That courage is typified by the
young man brought from the battlefield to the hospital ship,
Uganda, whose leg had to be amputated without general anaesthetic.
Senior Naval Nurse June Hendy, one
of the seven women nurses and six women nursing officers from the
RNH to sail to the South Atlantic, sat and held the man's hand
during the operation.
The man's medical history dictated
that doctors could not give him a general anaesthetic and he was
given anaesthetics which numbed the lower part of his body. He was
screened from the procedure, but he was fully conscious
throughout.
Bravery was often seen by staff
from the RNH, who found themselves whisked from the ordered
routine of hospital life in Plymouth 8,000 miles to a battle zone.

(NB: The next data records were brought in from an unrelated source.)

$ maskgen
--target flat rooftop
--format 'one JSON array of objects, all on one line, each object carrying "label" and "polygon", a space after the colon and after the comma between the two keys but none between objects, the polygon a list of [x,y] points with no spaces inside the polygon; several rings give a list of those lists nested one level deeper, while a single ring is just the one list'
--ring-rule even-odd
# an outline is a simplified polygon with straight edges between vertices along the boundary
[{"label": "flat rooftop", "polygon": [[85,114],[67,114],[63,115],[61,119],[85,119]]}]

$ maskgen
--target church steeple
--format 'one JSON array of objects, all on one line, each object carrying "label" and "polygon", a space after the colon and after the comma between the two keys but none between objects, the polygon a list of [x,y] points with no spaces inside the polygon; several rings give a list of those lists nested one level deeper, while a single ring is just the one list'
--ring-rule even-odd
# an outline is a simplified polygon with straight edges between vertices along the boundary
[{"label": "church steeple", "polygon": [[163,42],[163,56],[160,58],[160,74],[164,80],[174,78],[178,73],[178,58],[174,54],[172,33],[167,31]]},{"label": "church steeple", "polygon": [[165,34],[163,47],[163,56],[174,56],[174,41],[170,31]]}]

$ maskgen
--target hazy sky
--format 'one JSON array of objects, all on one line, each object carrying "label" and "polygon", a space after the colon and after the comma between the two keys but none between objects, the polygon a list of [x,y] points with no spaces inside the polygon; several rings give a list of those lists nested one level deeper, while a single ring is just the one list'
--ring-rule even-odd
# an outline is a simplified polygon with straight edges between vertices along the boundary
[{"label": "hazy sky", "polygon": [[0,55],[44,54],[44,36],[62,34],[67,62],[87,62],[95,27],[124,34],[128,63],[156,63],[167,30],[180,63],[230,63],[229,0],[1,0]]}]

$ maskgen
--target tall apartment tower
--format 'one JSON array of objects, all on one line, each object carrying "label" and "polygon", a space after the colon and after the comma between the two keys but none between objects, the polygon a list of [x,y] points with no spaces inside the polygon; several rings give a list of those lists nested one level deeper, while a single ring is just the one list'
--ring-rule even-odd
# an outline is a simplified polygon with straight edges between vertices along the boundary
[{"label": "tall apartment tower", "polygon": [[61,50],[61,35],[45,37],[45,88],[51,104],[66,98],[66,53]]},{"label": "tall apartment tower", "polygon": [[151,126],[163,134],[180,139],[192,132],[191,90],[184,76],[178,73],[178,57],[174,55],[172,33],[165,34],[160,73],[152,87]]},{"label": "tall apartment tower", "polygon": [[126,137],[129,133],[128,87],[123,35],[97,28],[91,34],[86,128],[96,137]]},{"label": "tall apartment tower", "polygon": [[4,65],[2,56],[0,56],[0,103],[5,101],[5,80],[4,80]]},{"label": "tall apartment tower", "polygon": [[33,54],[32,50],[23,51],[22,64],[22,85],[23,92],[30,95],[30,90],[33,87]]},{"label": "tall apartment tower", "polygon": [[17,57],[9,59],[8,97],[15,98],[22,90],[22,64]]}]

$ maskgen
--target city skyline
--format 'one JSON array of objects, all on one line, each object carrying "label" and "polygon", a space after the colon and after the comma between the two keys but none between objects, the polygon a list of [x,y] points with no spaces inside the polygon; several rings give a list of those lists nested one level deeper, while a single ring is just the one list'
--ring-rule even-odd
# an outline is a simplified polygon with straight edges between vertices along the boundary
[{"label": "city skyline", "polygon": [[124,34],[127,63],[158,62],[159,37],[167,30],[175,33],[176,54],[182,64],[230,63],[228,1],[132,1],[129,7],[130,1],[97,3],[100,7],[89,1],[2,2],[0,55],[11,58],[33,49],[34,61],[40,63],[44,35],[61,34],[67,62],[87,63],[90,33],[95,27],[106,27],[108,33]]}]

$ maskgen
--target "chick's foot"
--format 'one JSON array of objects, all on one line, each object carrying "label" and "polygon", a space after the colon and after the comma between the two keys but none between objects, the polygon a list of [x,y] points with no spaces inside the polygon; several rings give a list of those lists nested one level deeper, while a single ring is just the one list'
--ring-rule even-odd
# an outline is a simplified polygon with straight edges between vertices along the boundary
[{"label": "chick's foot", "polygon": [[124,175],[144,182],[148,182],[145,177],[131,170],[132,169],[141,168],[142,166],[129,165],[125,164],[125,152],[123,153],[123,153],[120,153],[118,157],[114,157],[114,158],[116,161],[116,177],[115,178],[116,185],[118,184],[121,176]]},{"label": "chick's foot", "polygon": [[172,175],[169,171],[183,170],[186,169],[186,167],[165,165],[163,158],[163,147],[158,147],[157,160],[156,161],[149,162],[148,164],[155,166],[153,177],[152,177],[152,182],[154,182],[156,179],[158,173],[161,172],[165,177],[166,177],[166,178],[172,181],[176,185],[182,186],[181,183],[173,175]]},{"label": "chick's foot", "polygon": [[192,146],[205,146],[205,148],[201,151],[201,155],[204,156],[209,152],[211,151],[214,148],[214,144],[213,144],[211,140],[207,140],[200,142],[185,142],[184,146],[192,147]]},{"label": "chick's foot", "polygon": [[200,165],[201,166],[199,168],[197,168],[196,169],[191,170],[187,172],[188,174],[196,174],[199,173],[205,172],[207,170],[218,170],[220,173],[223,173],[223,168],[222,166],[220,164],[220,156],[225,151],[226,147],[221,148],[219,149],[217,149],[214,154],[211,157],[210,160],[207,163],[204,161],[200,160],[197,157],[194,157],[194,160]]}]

The hospital sent 12 doctors, a dentist, 13 women nurses and
nursing officers and 41 medically trained ratings with a wide
variety of specialisations.
A
complete surgical support team of 24 spent its war ashore at Ajax
Bay dealing with battle casualties in an abandoned freezer plant,
which was turned into a makeshift hospital by Commando Logistic
Regiment's Medical Squadron.
Doctors, nurses and medical
assistants from the RNH served in Uganda and Canberra and some
doctors and ratings were sent to serve in warships needing medical
staff for the conflict.
Women staff forsook their crisp
uniforms for their role at sea and instead adopted the shirts,
trousers and the ubiquitous "woolly pulleys" worn by the men of
all the services.
Senior Naval Nurse Hendy, a naval
for six years, worked in the operating theatre on Uganda and
casualties airlifted to the ship by helicopter were often brought
to the theatre still in combat gear. Another Naval Nurse on Uganda
was Geraldine Hodgson, 23, and she remembers the high morale of
the wounded and their willingness to try to help the nursing
staff.
Senior Nursing Officer Jean Kidd,
who was in charge of the casualty department at the RNH, ran the
casualty reception area on Uganda. She spoke of the resilience of
the wounded, how quickly they recovered and how undemanding they
were.
In one exceptional day, 160
casualties flooded aboard Uganda, but usually the staff could
expect between 40 and 70 wounded when the fighting was at its
height.

Medical
Assistant Andrew Massocchi, 25, nursed in Uganda's improvised
wards. He came from Cardiff and has vivid memories of the day
badly wounded Welsh Guards were brought aboard after the Sir
Galahad was bombed at Fitzroy. He recalls that on the voyage south
he had tried to imagine what it would be like to deal with battle
casualties.
Surgeon Captain Roger Wilkes, a
consultant general surgeon, was in charge of medical staff onboard
Canberra. He spoke of the very important period of training as the
ship steamed south for what many would be their first experience
of war for many people.
The days down to the tropics and
on south towards Antarctica were used to prepare the ship and the
medical teams to receive wounded. Spaces were prepared to deal
with each stage of a casualty's treatment, from reception and, if
necessary resuscitation, to the operating theatre and the ward.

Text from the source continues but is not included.